Edité par Lhoucine BENLAIL Directeur accrédité pour SAWT ALHAKIKA pour l’Europe
« Inacceptable » ?
Le ministre de la Justice Vincent Van Quickenborne (Open Vld) a décidé d’engager la procédure de retrait de reconnaissance de l’exécutif musulman, a-t-il annoncé vendredi sur De Ochtend (radio VRT). Pour le Courtraisien, cette instance « ne peut plus être un interlocuteur de discussion ».
Source : Avec Belga
L’Exécutif des Musulmans de Belgique est le représentant officiel de la communauté musulmane en Belgique. A ce titre, elle perçoit quelque 600 000 euros de subventions par an. Cependant, le fonctionnement interne de l’organisme fait l’objet de débats depuis des années.
Il est notamment critiqué pour son manque de transparence ainsi que sa perméabilité aux influences des puissances étrangères, principalement turques et marocaines. Un rapport de la Sûreté de l’État avait également lié il y a quelques mois son président Mehmet Üstün à l’extrémisme.
« Nous voyons une génération plus âgée qui a perdu tout contact avec les jeunes musulmans. C’est mauvais pour l’Islam moderne.
Vincent Van Quickenborne, ministre de la Justice.
Pour le ministre de la Justice, la coupe est désormais pleine, c’est pourquoi il a décidé d’engager la procédure de retrait de la reconnaissance officielle de l’Exécutif, qui conduira également à la fin de sa subvention par l’Etat.
“L’organisation n’est pas représentative de tous les musulmans de notre pays”, a déclaré Van Quickenborne. « Nous voyons une génération plus âgée qui a perdu tout contact avec les jeunes musulmans. C’est mauvais pour l’Islam moderne. Cet exécutif ne peut plus être un interlocuteur.

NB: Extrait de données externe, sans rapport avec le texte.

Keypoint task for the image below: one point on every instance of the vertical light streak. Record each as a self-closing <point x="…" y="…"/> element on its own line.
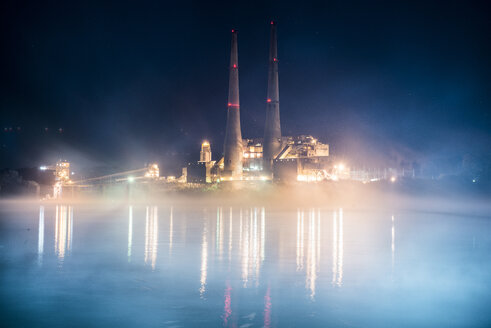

Confronté à des critiques récurrentes à son égard, l’exécutif musulman avait récemment déposé un plan de réforme. Mais le ministre l’a jugé insuffisant.
“Une occasion manquée”
« Je ne vois guère le renouveau et la professionnalisation espérés et je regrette que la communauté musulmane soit tenue en laisse depuis des mois par son organe dit représentatif », avait commenté mercredi en Chambre le garde des sceaux, évoquant alors « une occasion manquée ».
Il a notamment déploré la trop faible présence de femmes dans la nouvelle structure proposée.
Si l’Exécutif des musulmans est privé de sa reconnaissance, le ministre souligne toutefois que les entités fédérées resteront toujours compétentes pour reconnaître les mosquées à titre individuel. L’Exécutif musulman disposera d’un droit de réponse dans le cadre de cette procédure de retrait.
En réaction à l’agence Belga, son président Mehmet Üstün s’est dit “surpris et déçu” par la décision du ministre Van Quickenborne. “Inacceptable”, a-t-il commenté vendredi. Selon M. Üstün, ce n’est pas au ministre, mais plutôt à la communauté musulmane, de juger l’exécutif musulman. Cela promet un communiqué de presse plus détaillé plus tard dans la journée.